Tuesday, September 17, 2019

Sep 17 2019 Colossians 3: 14-17 Hildegard of Bingen

With gratitude in your hearts sing psalms, hymns, and spiritual songs to God.


Hildegard was a 12th century mystic, poet, composer, and doctor. She was raised in a monastery, and eventually came to lead a convent, and preached her way throughout Europe. She wrote plays, music and poetry, describing her visions. She was a staunch advocate of social justice, believing the downtrodden deserved to be freed, that every human should have the opportunity to develop and use their God-given gifts, and to realize their potential. She has been considered one of the most important female characters of her time.

One of her plays, “The Play of Virtues”, is set to music, or at least most of it. It is story where human virtues sing their parts, but human vices cannot sing and are relegated to speaking only. Music has always had a large role in my faith, so this setting – goodness sings and evil cannot – strikes me as brilliant.

In my years of choir, I’ve sung many pieces of Hildegard’s music. The melodies are very distinct, and didn’t seem musical, to my western ears. But they definitely grew me. The lyrics struck me as either very rooted in this world and its beauty, or other-worldly, visionary, poetic, and much harder for me to understand. But there was something about the music and lyrics that stuck with me. They were haunting, not in a scary sense, but more I found myself thinking about the words, or humming the tunes throughout the week. Hildegard believed music had the power to heal the human body, a concept that the modern-day neuroscientist Oliver Sacks studied. 
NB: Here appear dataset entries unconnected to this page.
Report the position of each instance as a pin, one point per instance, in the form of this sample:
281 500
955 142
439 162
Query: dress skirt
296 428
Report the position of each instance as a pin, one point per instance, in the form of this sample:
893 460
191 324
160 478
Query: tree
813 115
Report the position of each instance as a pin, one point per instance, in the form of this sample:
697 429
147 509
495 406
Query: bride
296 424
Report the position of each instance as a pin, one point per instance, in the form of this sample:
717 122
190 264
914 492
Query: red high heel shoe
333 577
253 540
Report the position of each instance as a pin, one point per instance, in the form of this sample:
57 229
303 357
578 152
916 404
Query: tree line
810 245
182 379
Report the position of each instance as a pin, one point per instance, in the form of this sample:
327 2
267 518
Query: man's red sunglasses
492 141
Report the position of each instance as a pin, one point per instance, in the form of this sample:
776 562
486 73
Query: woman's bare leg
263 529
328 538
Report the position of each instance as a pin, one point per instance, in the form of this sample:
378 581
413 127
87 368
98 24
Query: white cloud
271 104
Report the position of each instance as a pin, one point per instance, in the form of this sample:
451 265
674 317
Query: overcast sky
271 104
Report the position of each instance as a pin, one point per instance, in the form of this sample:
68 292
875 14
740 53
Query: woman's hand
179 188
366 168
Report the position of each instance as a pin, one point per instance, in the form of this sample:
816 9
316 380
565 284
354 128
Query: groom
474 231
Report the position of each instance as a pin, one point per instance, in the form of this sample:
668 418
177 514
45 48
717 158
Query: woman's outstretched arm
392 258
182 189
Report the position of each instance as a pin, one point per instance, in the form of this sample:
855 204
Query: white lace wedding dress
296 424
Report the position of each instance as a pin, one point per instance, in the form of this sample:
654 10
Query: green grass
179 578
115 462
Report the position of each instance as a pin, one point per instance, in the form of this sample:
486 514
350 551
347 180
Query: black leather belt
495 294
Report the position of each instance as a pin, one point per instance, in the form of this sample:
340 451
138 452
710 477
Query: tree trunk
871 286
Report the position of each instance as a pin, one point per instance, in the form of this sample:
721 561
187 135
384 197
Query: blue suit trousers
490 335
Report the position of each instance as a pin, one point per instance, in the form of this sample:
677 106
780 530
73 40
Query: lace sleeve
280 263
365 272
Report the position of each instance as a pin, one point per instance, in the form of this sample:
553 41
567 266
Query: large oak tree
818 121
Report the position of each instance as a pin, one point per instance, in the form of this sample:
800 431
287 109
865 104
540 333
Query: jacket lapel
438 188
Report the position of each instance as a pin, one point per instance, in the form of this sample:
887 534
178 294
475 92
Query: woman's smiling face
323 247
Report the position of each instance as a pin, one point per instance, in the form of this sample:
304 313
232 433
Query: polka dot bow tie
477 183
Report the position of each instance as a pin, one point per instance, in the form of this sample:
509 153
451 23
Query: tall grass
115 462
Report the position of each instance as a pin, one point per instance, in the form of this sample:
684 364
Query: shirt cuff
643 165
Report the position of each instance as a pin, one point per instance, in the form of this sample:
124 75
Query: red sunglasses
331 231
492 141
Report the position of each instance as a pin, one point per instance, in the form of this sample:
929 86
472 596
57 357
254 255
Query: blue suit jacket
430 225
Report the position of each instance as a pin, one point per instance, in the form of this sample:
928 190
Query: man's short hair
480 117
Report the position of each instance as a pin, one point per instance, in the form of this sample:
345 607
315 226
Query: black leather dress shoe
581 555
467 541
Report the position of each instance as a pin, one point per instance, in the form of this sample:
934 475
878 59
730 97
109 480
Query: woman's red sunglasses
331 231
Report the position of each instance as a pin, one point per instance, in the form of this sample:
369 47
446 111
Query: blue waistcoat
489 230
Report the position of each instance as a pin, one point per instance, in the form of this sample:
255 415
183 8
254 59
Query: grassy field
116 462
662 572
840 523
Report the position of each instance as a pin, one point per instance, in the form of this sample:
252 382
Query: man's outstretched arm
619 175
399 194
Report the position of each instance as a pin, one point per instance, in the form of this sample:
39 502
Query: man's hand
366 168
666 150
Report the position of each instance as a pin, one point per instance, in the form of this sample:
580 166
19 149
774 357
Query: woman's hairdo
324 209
This morning, I’m thinking about music, about singing psalms, hymns and spiritual songs with gratitude to God. There is something deeply moving about music. My bound-up logical overthinking brain is let loose in song. I don’t over-think, sometimes I don’t think at all. Things come out when I sing that needed release, things I couldn’t verbalize if I had to, but I can sing them. 
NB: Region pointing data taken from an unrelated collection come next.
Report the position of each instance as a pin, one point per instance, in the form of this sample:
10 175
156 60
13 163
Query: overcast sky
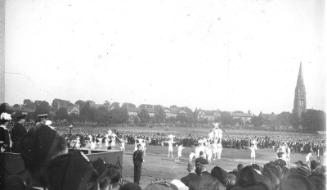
210 54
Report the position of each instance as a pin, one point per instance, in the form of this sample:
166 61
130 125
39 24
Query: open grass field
181 131
158 165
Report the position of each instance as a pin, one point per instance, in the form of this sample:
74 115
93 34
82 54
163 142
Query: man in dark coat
18 132
204 180
5 141
137 160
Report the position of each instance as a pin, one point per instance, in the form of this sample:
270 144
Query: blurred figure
18 132
179 151
5 141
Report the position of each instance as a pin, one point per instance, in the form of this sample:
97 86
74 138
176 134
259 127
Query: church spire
300 82
300 95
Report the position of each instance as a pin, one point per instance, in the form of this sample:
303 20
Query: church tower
300 96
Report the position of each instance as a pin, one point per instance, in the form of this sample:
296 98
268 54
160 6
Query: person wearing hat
18 132
5 141
137 161
203 179
41 119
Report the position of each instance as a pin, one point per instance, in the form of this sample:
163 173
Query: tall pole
2 51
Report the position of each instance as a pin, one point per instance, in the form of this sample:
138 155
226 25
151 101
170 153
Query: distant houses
209 115
241 116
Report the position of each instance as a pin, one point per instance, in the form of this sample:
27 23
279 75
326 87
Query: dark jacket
18 132
205 181
4 137
138 157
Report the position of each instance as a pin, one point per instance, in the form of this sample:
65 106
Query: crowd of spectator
45 162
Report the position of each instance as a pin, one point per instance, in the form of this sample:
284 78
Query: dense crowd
44 162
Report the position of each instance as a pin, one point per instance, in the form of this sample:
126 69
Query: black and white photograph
162 95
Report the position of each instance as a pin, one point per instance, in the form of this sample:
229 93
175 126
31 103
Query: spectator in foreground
130 186
204 180
18 132
5 142
137 161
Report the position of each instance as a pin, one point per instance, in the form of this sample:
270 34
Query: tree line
116 113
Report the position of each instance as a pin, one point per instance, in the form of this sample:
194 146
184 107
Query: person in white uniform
179 151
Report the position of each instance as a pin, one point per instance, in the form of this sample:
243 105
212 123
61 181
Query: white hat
180 185
5 116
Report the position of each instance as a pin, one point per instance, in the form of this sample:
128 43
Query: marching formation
46 157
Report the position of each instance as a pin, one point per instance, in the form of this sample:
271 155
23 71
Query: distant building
73 109
170 113
208 115
149 108
244 117
299 106
132 111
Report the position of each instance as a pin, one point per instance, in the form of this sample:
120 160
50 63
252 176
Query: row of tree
114 113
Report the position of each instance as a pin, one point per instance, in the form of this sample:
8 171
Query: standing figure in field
123 141
253 148
78 143
217 139
283 149
112 138
5 140
170 145
200 148
179 151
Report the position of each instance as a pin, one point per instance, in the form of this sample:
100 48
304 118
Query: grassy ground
157 165
180 131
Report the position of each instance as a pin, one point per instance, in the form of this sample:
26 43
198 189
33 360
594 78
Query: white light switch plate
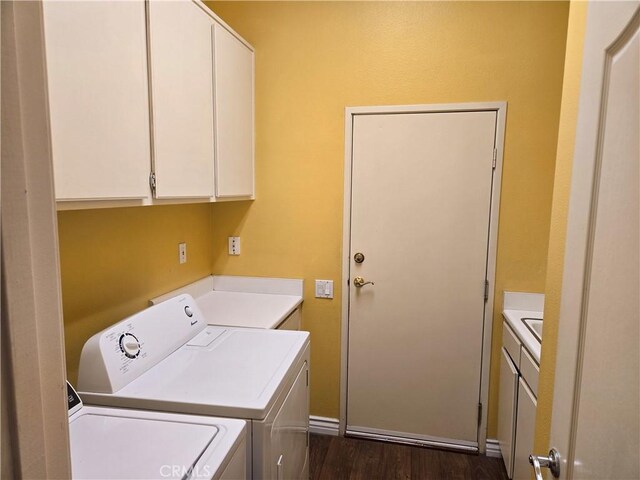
234 245
324 288
182 252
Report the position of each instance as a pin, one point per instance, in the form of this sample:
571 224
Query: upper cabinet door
182 99
234 104
98 97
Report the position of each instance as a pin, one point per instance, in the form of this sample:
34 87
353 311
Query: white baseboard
323 425
493 448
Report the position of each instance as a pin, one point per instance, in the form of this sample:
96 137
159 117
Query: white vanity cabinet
234 113
517 405
525 430
96 55
508 401
181 57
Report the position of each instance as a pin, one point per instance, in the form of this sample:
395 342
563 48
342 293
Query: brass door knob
359 282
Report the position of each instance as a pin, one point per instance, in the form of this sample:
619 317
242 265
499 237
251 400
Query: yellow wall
557 237
315 58
114 260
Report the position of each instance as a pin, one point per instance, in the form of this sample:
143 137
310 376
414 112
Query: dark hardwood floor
339 458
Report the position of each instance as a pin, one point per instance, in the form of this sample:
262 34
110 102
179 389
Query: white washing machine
113 443
167 358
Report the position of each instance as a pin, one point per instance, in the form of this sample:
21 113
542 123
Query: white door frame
350 112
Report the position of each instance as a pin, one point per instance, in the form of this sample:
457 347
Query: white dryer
129 444
167 358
I’m also thinking about how I can be transported by song. It’s similar to the lightbulb phenomenon, where we can remember where we were during times of trial – remember where we were when we heard about 9/11. On a happier note, with a particular song, I am seemingly transported back to a meaningful time that song was played, or sung. Not just a memory, but I’m lost in that previous time, and it can take a moment to resituate myself here and now. Songs my dad played on the organ at home, music I’ve sung at meaningful funerals, hymns sung at my ordination. Music memories are different than words or images or events, in my brain. They transport, heal, connect. When I worship, music is an integral part.

I was told once by a musician that they thought I could write music. Today, I wonder why they said that, if they were right, and what song is trying to come out.